SUBWAY Pro Cycling Team kicks off international season
SUBWAY® Pro Cycling Team kicks off international season with a strong performance in Singapore
9 March 2011
The SUBWAY® Pro Cycling Team kicked off its international season with a strong performance against a mix of world Champions, world record holders and Commonwealth Games gold medallists in the OCBC Cycle Singapore Professional Criterium at the weekend.
Jason Allen made the winning break to finish seventh out of a field of over eighty with only half the riders finishing. SUBWAY® Pro Cycling’s Paul Odlin featured throughout the race making all of the key moves to finish 14th and according to team Manager Graeme Miller raced “right on the edge of his ability and was a great controlling factor for Subway Pro Cycling in the race.”

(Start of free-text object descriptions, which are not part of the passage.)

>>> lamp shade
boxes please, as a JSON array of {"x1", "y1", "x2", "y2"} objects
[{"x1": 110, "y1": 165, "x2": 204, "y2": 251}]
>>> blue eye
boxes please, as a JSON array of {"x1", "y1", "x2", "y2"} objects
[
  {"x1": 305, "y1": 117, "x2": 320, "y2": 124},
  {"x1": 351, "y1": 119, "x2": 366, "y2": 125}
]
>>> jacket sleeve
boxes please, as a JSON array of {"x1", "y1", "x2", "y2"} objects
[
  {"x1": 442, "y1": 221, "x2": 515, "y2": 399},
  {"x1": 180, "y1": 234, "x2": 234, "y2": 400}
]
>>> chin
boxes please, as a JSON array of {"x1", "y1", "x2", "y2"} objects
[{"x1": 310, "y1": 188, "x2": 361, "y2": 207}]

“They raced fantastically well together and it was really encouraging for me to see them gel so well together and to be able to contribute to the race and attack such a high quality field.”
“We had a rider in all of the key moves and had options which were great. It was a good hit out for our first international event of the year and to have all our riders race well and finish strongly was a very, very good result.”

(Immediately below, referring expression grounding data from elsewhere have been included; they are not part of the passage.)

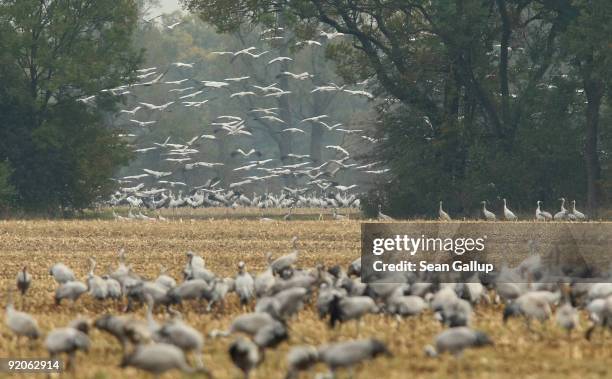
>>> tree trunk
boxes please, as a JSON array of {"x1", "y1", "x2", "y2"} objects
[
  {"x1": 496, "y1": 0, "x2": 511, "y2": 131},
  {"x1": 583, "y1": 76, "x2": 603, "y2": 216},
  {"x1": 308, "y1": 49, "x2": 330, "y2": 165},
  {"x1": 310, "y1": 122, "x2": 324, "y2": 164}
]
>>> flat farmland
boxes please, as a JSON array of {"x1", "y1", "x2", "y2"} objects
[{"x1": 0, "y1": 215, "x2": 610, "y2": 379}]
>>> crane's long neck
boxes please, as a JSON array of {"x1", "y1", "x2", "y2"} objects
[
  {"x1": 536, "y1": 203, "x2": 541, "y2": 212},
  {"x1": 146, "y1": 299, "x2": 155, "y2": 328},
  {"x1": 6, "y1": 291, "x2": 14, "y2": 311},
  {"x1": 561, "y1": 199, "x2": 566, "y2": 211},
  {"x1": 439, "y1": 202, "x2": 443, "y2": 212}
]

SUBWAY® Pro Cycling’s former Omnium World Track Champion Hayden Godfrey was very impressed with the events new course this year which incorporated the Singapore F1 circuit for the first time.

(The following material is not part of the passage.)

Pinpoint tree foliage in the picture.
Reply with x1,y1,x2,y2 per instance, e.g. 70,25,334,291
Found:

“It was a great atmosphere under the lights with a large crowd and the pace was on the whole time,” Godfrey said. “We were very happy with our first international race of the year and I’m looking forward to confirming our next international event soon.”
SUBWAY® Pro Cycling’s fourth rider racing in Singapore was Nick Lovegrove from Auckland.
Italian Omar Bertazzo from the Androni Giocattoli team won the event from Australians Dean Windsor (Rapha Condor-Sharp) and Cameron Meyer (Garmin-Cervelo).
While their team mates were mixing it up with some of the world’s best riders in Singapore, Sam Horgan and Tom Hubbard competed in Queenstown and Wanaka in the Send off to Summer Festival.
Hogan won the festival’s opening criterium and 68 kilometre time trial and was fourth in the 145 kilometre Alpine Classic to finish second in the Festival’s combined tour.
Hubbard was fourth in the tour after solid results in the criterium and time trial to back up his third place finish in the tough road race that twice went over Central Otago’s Crowne Range Pass, the country’s highest sealed highway.